Di lain pihak, Gus Dur punya teropong lain untuk memandang jauh fenomena psikologis manusia Indonesia. Kita membaca esainya di Prisma Pemikiran Gus Dur (LKiS, 2010) yang bertajuk Nilai-Nilai Indonesia Apakah Keberadaannya Kini? Melalui tulisan ini, Gus Dur mengajak agar kita guna mengidealisasi nilai-nilai luhur bangsa Indonesia.

Bahwa, mengidealisasi nilai-nilai luhur bangsa dan diagungkan oleh seluruh manusia Indonesia dapat membimbing bangsa ini mencapai masyarakat yang adil dan makmur.

Prinsip hidup semacam sepi ing pamrih, rame ing gawe membuat bangsa Indonesia pencinta damai, sopan kepada orang lain tanpa menyerahkan diri kepada laku koruptif, modernitas yang menindas, dan tekun menyongsong masyarakat yang adil bagi masa depan.

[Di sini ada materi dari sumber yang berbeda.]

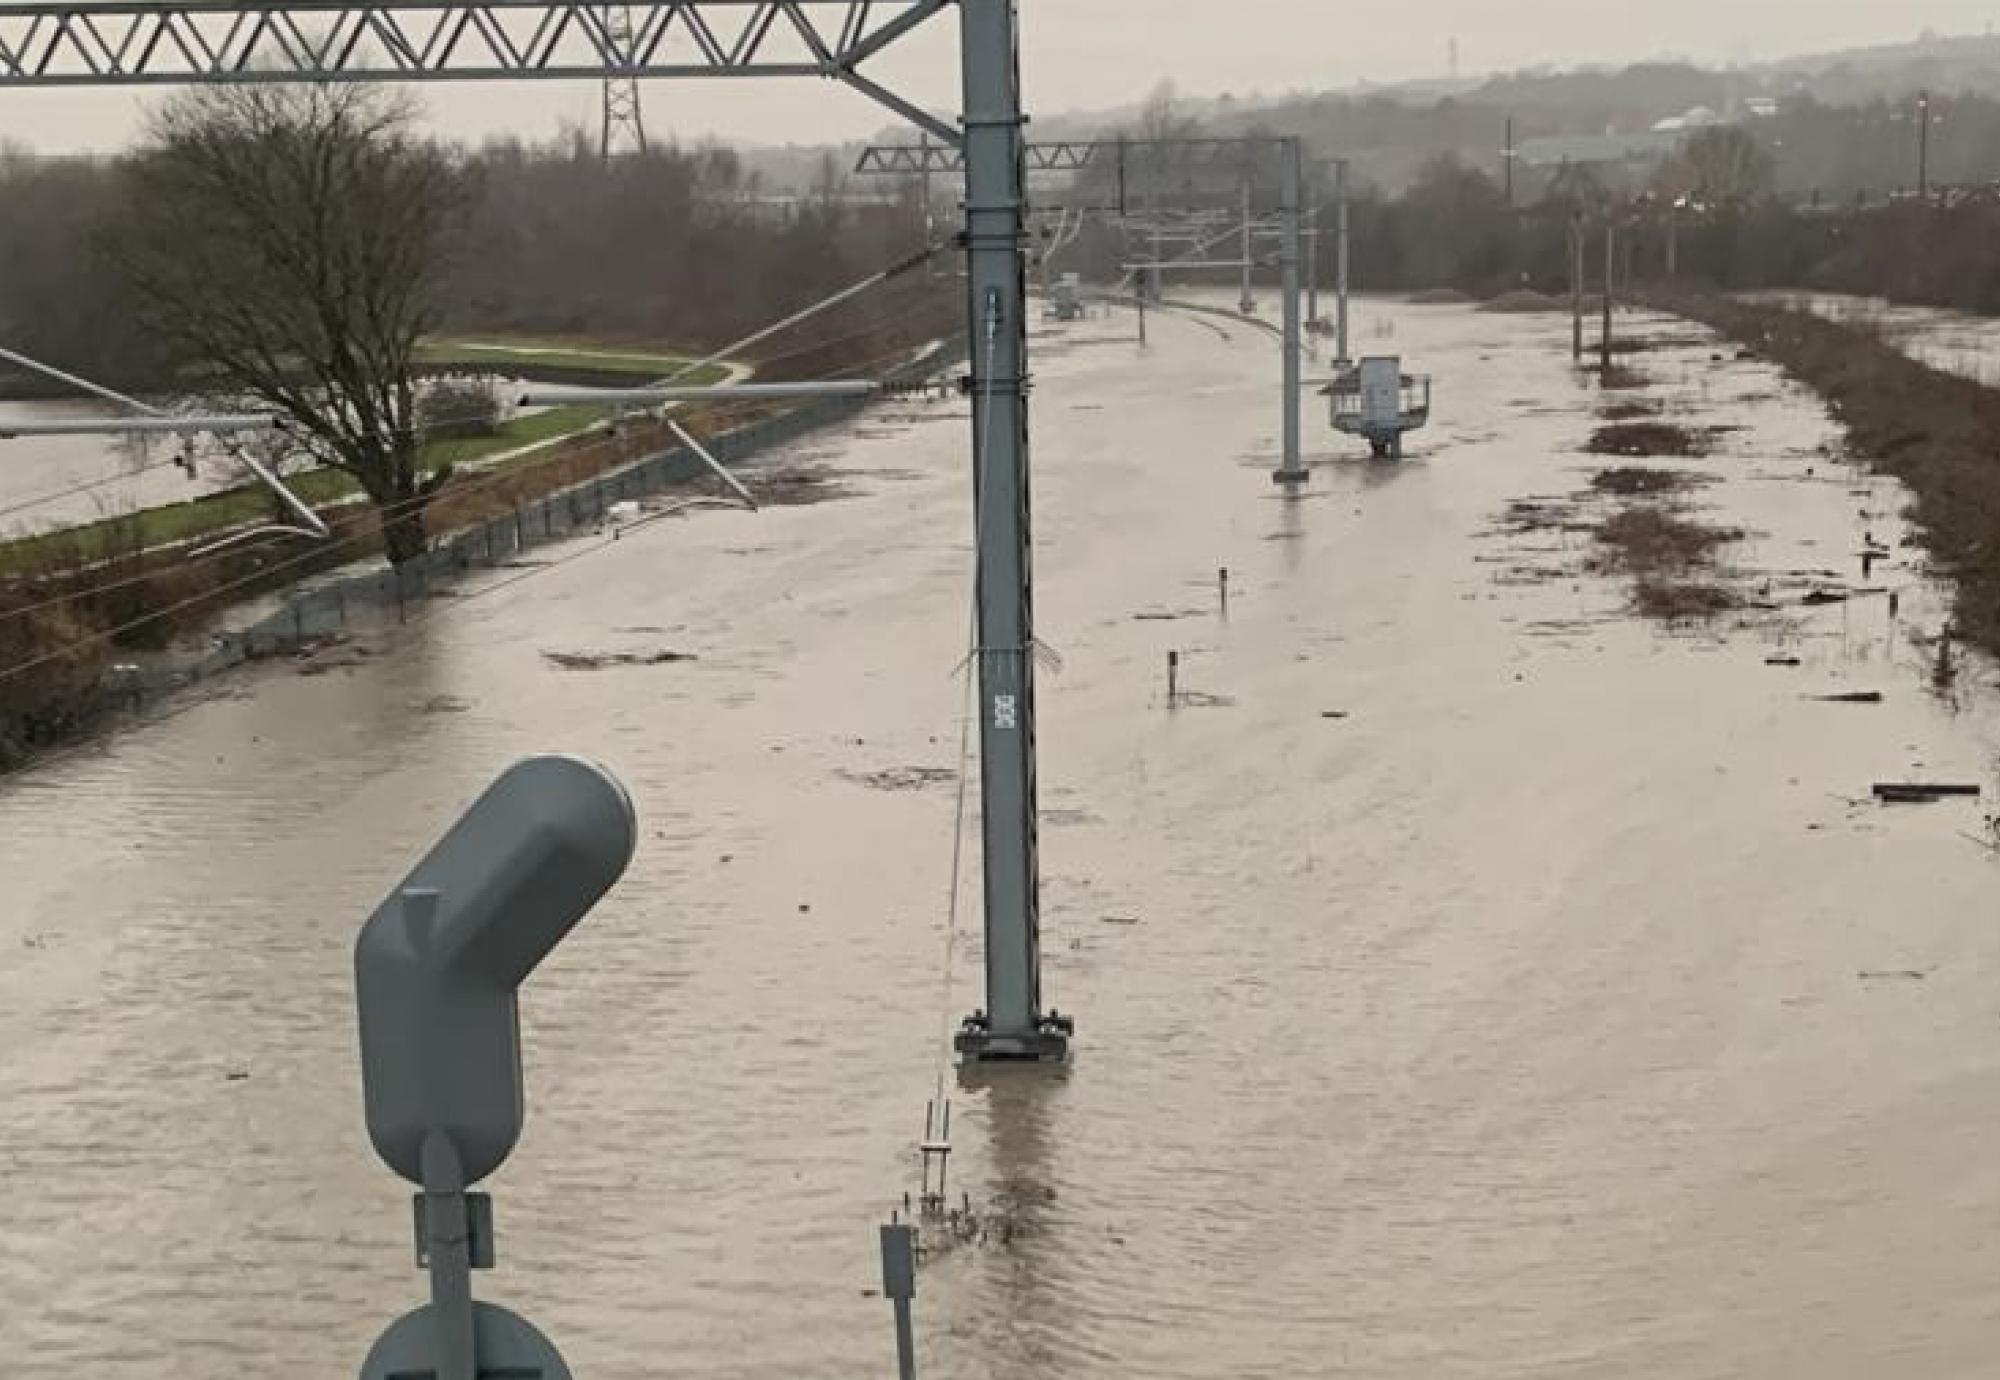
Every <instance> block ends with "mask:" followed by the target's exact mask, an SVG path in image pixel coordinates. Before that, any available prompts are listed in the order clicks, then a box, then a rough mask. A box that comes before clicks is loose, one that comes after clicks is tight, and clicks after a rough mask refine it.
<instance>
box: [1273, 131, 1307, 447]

Selain merefleksikan prinsip hidup tradisional bangsa tadi, bagi Gus Dur, yang “paling Indonesia” dari manusia Indonesia adalah pencarian tak berkesudahan akan sebuah perubahan sosial (social change) tanpa memutuskan silaturahmi dengan ikatan masa lampau yang, dinamai Gus Dur sebagai “pencarian harmoni”.

Sebagai penutup, dengan dua pandangan dari begawan ini, kita masih bisa melakukan refleksi konstruktif guna menyusuri dinamika zaman dan melewati kelokan peradaban. Sebuah masa yang akan kita tuju sama-sama.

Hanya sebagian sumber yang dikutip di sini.